Sonraki birkaç gün Elizabeth ve George ile iyice tanışıp kaynaşmakla geçtikten sonra Polperro’yu gezmeye başladık. Kasabanın önemli yerlerini bize tanıtan Elizabeth’in akşama doğru bir işi çıkınca istersek biraz daha dolaşabileceğimizi, yorulunca da eve gidebileceğimizi söyledi. Tabi ki bu konuşmadan sonra aklımıza ilk gelen yer ilk gün gördüğümüz cama benzeyen göl olmuştu. Yürüyerek göle gitmiş, gölün etrafındaki ormanda dolaşmaya başlamıştık. Ta ki Kerem’in gözü çalılar ve sarmaşıklardan dolayı neredeyse görünmeyecek bir hale gelmiş olan o harabe evi görene kadar. Üstelik evin kapısında girilmez yazması bizi meraklandırmaya yetmişti. Evin içinde neler olduğunu çok merak eden Kerem içine girmek istiyor, Miray ise içinde ne olduğunu bilmediğimiz için tehlikeli olabileceğini söylüyordu ben ise ne yapmamız gerektiğini kestiremiyordum .Birkaç gün boyunca bu konu hiç aklımızdan çıkmamış sonunda Kerem’in ısrarıyla en azından kasabadan ayrılmadan önce son bir kez bakabileceğimiz kararına varmıştık. Harabe eve vardığımızda sarmaşıkların altından içeriye görmeye çalışıyorduk işte her şey o an olmuştu önümdeki taşa takılıp “Girilmez!” yazan kapıyı ardına kadar açmış bulunmuştum. Hepimiz nefeslerimizi tutmuştuk. Etrafımıza baktığımızda ise olağandışı hiçbir şey görememek bizi şaşırtmıştı. Sadece tahtalardan oluşan harabe bir evdi burası.

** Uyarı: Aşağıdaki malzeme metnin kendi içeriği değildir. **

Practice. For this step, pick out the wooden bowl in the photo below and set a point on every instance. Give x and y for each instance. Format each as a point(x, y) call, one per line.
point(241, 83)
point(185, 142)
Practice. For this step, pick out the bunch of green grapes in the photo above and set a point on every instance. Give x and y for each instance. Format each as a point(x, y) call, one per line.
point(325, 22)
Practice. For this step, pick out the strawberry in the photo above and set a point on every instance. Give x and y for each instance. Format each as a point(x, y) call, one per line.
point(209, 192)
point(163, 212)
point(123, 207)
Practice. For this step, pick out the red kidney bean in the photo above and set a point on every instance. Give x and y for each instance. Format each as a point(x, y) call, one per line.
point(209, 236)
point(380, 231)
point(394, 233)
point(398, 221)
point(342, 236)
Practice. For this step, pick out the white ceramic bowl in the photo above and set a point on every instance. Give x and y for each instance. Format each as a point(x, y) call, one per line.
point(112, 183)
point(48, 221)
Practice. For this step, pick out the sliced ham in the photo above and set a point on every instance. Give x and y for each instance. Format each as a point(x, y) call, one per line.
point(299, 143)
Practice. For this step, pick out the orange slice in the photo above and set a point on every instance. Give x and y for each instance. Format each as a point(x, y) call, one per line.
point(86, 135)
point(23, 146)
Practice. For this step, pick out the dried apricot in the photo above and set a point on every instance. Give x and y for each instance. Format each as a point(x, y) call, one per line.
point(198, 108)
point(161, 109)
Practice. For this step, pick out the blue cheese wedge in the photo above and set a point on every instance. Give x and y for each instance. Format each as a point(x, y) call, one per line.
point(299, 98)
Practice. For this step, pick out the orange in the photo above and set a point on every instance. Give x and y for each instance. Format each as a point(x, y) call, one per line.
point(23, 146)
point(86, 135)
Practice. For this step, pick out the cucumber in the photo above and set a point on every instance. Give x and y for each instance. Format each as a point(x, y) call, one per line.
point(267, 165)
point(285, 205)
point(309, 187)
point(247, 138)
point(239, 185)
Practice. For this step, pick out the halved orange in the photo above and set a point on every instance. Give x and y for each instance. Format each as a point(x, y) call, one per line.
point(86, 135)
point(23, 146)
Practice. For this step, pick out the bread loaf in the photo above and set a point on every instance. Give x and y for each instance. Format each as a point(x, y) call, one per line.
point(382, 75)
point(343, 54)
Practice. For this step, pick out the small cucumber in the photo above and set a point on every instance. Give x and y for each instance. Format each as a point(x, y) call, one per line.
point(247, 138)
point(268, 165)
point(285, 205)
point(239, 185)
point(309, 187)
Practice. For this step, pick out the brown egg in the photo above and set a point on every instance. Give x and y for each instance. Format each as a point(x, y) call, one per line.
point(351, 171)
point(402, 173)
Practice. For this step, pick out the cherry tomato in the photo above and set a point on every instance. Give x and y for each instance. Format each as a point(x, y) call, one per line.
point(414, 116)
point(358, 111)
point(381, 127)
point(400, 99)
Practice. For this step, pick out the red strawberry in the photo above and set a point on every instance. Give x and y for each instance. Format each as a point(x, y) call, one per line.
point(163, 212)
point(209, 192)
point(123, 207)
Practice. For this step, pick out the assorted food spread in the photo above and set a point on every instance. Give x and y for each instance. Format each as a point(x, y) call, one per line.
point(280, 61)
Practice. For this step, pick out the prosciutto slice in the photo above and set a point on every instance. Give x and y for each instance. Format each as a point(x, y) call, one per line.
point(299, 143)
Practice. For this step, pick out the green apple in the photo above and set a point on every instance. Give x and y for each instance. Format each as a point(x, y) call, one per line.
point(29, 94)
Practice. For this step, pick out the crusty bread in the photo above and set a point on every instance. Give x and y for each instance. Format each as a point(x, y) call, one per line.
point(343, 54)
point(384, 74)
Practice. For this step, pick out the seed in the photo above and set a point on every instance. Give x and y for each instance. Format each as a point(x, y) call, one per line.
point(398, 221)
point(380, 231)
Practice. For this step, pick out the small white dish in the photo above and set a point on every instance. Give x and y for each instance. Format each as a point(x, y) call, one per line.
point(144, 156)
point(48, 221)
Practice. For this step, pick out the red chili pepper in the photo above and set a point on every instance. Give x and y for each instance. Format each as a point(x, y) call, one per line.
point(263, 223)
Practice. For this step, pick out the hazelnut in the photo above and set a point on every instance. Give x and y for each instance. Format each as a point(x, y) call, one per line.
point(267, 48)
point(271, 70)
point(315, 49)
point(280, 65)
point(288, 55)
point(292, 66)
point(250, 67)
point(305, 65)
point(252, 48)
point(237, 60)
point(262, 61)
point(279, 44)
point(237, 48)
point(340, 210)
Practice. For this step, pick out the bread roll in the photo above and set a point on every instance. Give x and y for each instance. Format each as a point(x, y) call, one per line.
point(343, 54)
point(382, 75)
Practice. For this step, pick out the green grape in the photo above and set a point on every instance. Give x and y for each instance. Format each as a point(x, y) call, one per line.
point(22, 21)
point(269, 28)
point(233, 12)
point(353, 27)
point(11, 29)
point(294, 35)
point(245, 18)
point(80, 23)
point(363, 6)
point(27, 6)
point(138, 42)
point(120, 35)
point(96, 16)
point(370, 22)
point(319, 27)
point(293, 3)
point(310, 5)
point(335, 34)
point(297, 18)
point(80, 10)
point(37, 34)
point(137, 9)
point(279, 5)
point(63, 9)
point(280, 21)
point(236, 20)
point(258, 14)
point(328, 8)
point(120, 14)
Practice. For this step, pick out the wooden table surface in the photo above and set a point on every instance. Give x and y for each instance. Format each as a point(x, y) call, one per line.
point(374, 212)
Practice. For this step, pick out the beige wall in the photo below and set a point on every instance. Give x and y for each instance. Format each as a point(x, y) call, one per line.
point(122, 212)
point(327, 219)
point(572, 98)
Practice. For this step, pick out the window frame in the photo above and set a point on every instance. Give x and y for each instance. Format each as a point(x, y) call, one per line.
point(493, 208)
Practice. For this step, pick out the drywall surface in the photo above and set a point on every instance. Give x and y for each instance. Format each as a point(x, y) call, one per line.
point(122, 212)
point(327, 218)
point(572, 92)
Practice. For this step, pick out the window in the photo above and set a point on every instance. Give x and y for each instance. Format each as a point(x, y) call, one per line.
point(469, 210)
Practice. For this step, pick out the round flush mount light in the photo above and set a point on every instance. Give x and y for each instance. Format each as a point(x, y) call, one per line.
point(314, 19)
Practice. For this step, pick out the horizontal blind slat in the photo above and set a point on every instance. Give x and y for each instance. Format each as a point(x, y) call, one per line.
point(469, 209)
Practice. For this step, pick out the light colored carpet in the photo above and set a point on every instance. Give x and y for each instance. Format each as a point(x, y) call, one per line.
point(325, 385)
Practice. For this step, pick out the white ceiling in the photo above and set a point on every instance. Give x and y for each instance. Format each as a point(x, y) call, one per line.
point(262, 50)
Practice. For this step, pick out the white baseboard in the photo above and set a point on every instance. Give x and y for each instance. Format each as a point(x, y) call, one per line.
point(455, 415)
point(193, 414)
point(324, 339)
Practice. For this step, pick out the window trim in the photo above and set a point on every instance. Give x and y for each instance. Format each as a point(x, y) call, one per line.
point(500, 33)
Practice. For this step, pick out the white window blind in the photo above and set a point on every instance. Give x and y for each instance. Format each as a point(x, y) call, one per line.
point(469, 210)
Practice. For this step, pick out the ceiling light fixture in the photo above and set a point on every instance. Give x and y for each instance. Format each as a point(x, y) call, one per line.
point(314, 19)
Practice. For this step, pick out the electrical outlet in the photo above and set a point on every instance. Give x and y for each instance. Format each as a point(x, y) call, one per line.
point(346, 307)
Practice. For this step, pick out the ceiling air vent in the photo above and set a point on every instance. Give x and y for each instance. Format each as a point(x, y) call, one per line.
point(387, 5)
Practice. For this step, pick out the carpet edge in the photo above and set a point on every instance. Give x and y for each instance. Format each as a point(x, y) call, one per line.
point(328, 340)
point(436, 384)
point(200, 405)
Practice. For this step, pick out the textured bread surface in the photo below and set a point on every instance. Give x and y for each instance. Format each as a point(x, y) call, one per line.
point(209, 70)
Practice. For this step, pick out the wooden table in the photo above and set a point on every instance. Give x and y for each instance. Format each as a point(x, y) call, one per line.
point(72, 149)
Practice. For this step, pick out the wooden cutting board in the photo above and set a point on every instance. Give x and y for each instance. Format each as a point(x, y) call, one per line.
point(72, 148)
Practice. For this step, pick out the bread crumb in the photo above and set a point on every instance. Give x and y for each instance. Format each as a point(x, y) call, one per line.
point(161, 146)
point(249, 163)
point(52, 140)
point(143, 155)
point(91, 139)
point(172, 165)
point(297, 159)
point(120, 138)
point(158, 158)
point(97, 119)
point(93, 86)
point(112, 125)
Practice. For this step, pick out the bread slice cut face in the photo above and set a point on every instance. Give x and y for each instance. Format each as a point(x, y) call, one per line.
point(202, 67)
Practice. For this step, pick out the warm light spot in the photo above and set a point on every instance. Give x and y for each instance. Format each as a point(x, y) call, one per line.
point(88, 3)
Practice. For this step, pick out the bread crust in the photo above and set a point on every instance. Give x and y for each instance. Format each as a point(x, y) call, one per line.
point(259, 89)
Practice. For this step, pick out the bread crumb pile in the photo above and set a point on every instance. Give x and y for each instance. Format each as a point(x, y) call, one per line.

Olayı Elizabeth ve George’a anlattığımızda ise çok gülmüşlerdi, bize birkaç hafta önce belediyenin o evin tehlikeli olduğunu fark etmesi üzerine girilmez yazan bir tabela astıklarını ve olayın bundan ibaret olduğunu söylediklerinde çok şaşırmıştık. Böylece olayların altında şüphe aramak yerine bazen sade bir şekilde düşünmemiz gerektiğini de anlamış olduk. O yaz Polperro kasabasında harika günler geçirmiş, Elizabeth ve George ile haberleşmek üzere ayrılmış, ailemize anlatacağımız bir çok anı biriktirerek ülkemize dönmüştük.